Au-delà des programmes automobiles toujours très secrets au sein d’Apple, on sait que le groupe taïwanais Foxconn cherche un relais de croissance dans le secteur automobile, exploitant notamment le levier de l’électrification pour y parvenir. Le groupe a récemment annoncé qu’il allait produire des véhicules électriques pour Fisker, dans un site situé aux Etats-Unis ou au Mexique et avec une capacité annuelle de l’ordre de 250000 unités.

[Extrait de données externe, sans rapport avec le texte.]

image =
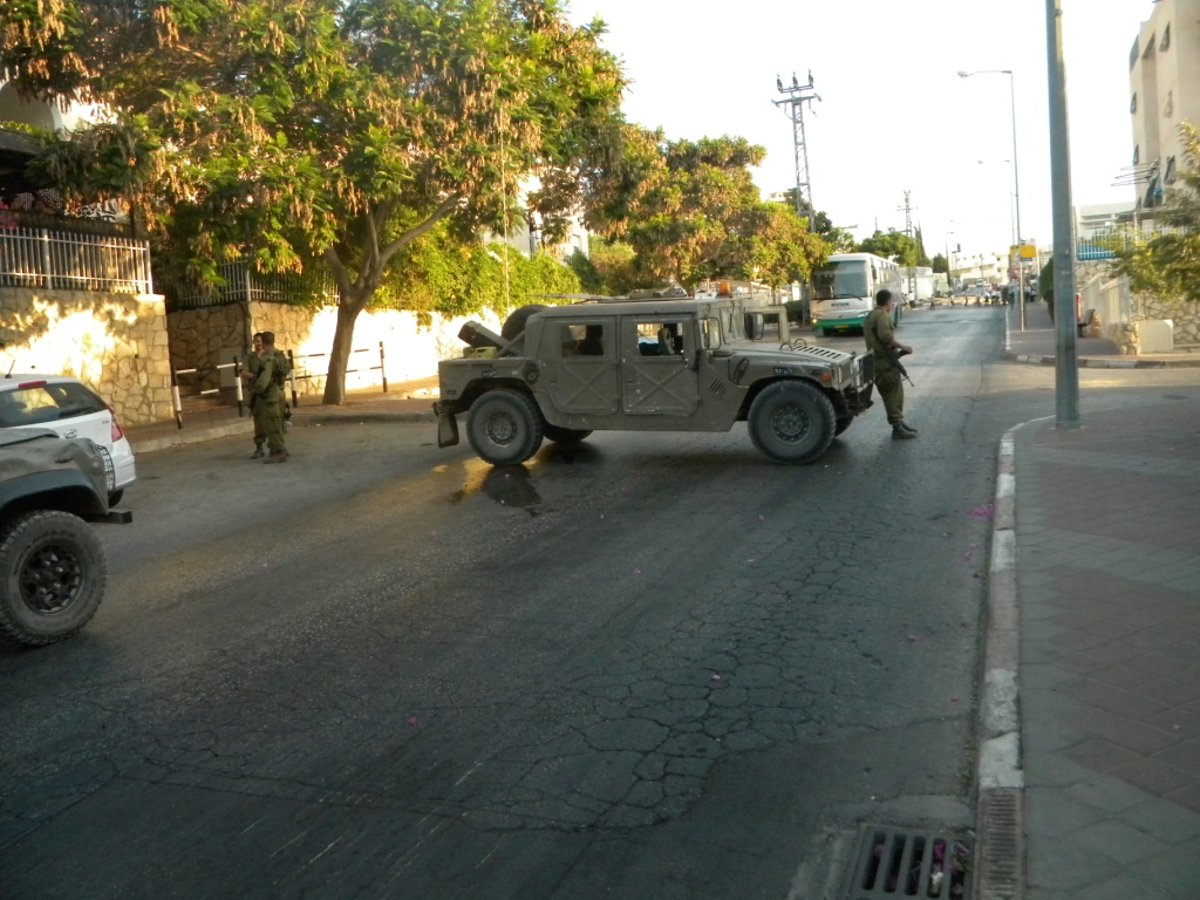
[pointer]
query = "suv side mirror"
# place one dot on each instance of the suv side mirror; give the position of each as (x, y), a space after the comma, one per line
(709, 333)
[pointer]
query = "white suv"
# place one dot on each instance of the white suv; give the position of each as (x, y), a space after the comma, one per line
(71, 409)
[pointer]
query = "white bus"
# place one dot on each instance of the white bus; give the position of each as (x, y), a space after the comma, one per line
(844, 291)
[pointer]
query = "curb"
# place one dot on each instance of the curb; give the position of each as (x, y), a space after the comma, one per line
(1000, 811)
(1097, 363)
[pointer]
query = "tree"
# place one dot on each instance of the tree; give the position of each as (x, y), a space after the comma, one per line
(1169, 263)
(892, 244)
(333, 132)
(689, 211)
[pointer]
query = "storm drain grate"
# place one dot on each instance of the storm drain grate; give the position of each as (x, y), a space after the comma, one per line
(891, 863)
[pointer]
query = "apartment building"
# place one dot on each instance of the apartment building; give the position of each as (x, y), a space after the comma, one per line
(1164, 84)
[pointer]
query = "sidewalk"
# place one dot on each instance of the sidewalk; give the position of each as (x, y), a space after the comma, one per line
(405, 401)
(1038, 345)
(1105, 581)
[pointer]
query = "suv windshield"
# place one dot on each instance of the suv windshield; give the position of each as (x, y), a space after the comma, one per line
(41, 402)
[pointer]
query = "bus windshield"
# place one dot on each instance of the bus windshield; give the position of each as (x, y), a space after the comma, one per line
(840, 279)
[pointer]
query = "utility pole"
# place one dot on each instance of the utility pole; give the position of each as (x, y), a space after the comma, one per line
(907, 229)
(795, 97)
(1066, 365)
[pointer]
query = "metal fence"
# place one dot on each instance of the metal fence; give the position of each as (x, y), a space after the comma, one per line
(239, 282)
(43, 258)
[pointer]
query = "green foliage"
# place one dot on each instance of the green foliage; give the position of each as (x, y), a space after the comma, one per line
(690, 211)
(438, 273)
(591, 280)
(892, 244)
(1168, 264)
(1045, 285)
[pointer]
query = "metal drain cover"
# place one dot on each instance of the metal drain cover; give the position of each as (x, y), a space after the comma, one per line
(893, 862)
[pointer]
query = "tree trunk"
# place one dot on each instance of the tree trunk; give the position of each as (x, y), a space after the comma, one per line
(348, 309)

Foxconn compte aussi reconvertir son usine située dans le Wisconsin dans la fabrication de véhicules électriques. Young Liu juge que la proximité de la supply chain automobile s’y prête et avance la date de 2023 pour les premières sorties de chaîne, ce qui laisse entendre que les partenaires constructeurs ont déjà été trouvés. Ce pourrait être avec le constructeur chinois Byton, pour le SUV M-Byte, puisque cet accord a aussi été rendu public. De même que le contrat conclu avec Geely pour la mise en place d’une plateforme mutualisée pour l’assemblage de véhicules électriques.

Cet accord entre Stellantis et Foxconn apparaît d’ores et déjà prometteur à plus d’un titre et on peut imaginer que sa genèse remonte aux discussions entre Fiat Chrysler Automobiles, Foxconn et Apple. Son ancrage dans le numérique lui confère une dimension névralgique, surtout quand on sait que la valeur ajoutée se trouve de plus en plus dans l’habitacle, via les services numériques. Par ailleurs, les compétences en composants électroniques vont aller croissant et Foxconn est une référence dans ce secteur, travaillant notamment pour Tesla. Enfin, il ouvre une fenêtre vers l’Asie, notamment la Chine et ses constructeurs, comme par hasard aimantés par les véhicules électriques. Un marché dont Stellantis sait ne pas pouvoir se passer.